Dr. Hazra and his team will determine the fatigue life of the digital twin of the chassis. The digital twin will receive data from sensors mounted on the chassis that will monitor the vibration of the vehicle, classify the data into the operational modes of the vehicle and the time spent in these modes and then calculate the remaining fatigue life of the chassis.

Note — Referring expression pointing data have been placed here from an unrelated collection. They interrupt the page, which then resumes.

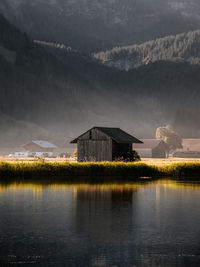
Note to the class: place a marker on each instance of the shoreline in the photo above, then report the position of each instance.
(116, 171)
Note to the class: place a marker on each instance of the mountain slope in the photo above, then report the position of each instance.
(181, 47)
(62, 98)
(95, 25)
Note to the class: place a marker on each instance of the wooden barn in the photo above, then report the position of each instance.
(104, 144)
(151, 148)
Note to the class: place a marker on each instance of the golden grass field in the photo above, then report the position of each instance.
(56, 167)
(148, 161)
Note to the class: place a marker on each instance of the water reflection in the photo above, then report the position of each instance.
(139, 224)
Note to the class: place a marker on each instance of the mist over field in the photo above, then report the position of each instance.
(66, 66)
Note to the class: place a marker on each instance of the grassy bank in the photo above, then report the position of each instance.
(105, 169)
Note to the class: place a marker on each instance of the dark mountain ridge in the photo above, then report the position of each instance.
(179, 48)
(42, 96)
(100, 25)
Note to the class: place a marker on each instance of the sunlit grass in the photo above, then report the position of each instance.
(98, 170)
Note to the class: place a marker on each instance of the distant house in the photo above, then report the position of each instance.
(40, 147)
(104, 144)
(190, 148)
(151, 148)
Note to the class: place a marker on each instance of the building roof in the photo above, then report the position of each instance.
(115, 134)
(190, 144)
(44, 144)
(148, 143)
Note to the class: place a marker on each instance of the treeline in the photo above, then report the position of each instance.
(181, 47)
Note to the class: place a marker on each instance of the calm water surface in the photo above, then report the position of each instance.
(147, 224)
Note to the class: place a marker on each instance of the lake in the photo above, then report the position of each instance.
(153, 223)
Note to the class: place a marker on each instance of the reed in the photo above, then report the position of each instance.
(103, 169)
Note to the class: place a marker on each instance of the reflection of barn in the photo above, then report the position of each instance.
(40, 146)
(104, 144)
(98, 210)
(151, 148)
(190, 148)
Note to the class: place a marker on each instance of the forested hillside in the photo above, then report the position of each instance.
(178, 48)
(100, 25)
(57, 93)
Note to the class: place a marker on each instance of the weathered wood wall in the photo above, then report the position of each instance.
(94, 146)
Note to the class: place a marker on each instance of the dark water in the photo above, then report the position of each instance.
(147, 224)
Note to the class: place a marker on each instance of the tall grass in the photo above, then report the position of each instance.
(104, 169)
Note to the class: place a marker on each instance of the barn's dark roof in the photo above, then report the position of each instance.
(116, 134)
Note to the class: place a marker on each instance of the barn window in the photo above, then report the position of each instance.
(90, 135)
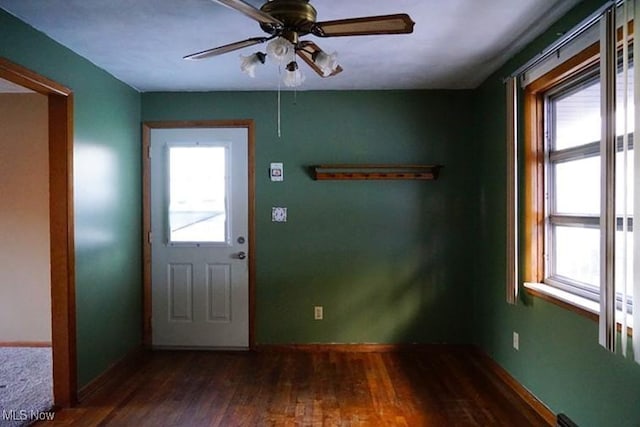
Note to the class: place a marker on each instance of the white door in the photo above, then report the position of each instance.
(199, 242)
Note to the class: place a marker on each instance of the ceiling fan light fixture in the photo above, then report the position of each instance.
(249, 63)
(280, 49)
(293, 77)
(327, 63)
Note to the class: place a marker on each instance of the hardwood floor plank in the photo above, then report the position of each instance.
(448, 386)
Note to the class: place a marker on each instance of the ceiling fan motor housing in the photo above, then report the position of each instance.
(298, 16)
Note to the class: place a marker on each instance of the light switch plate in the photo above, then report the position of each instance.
(278, 214)
(276, 171)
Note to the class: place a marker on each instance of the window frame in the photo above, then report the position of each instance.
(535, 184)
(535, 203)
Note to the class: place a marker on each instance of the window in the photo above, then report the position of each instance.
(197, 194)
(564, 169)
(572, 184)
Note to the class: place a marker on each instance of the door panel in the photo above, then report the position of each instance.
(199, 224)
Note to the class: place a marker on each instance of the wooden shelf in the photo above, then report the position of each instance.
(376, 172)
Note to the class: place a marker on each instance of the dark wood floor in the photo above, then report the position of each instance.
(443, 387)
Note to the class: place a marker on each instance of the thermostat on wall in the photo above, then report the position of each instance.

Awarded to Professor Steve Evans and Dr. Saul Jones, Centre for Industrial Sustainability, University of Cambridge

Transport Circularity roadmaps: Conflict and compatibility with Zero Carbon goals

Sustainability is a multivariable parameter space spanning Biodiversity, Air Quality, Diversity & Inclusivity, reduction in GHGs, Material and Energy Efficiency etc.

There is demand for rapid change on an industrial scale never before required, and we don't have time to learn the hard way when improvement in one area is not aligned to progress in another.

We risk generating roadmaps in a siloed manner as we have never done this before. The effects of our choices will take decades to manifest. Hindsight is not sufficient, and we must develop our foresight in this emerging field.

This project sets out as a gap-finding exercise, starting with existing published sustainability roadmaps within the UK transport sector and industrial case studies to see whether there are foreseeable conflicts or synergies between commitments to Net Zero targets and movement towards a Circular Economy within the UK transport sector.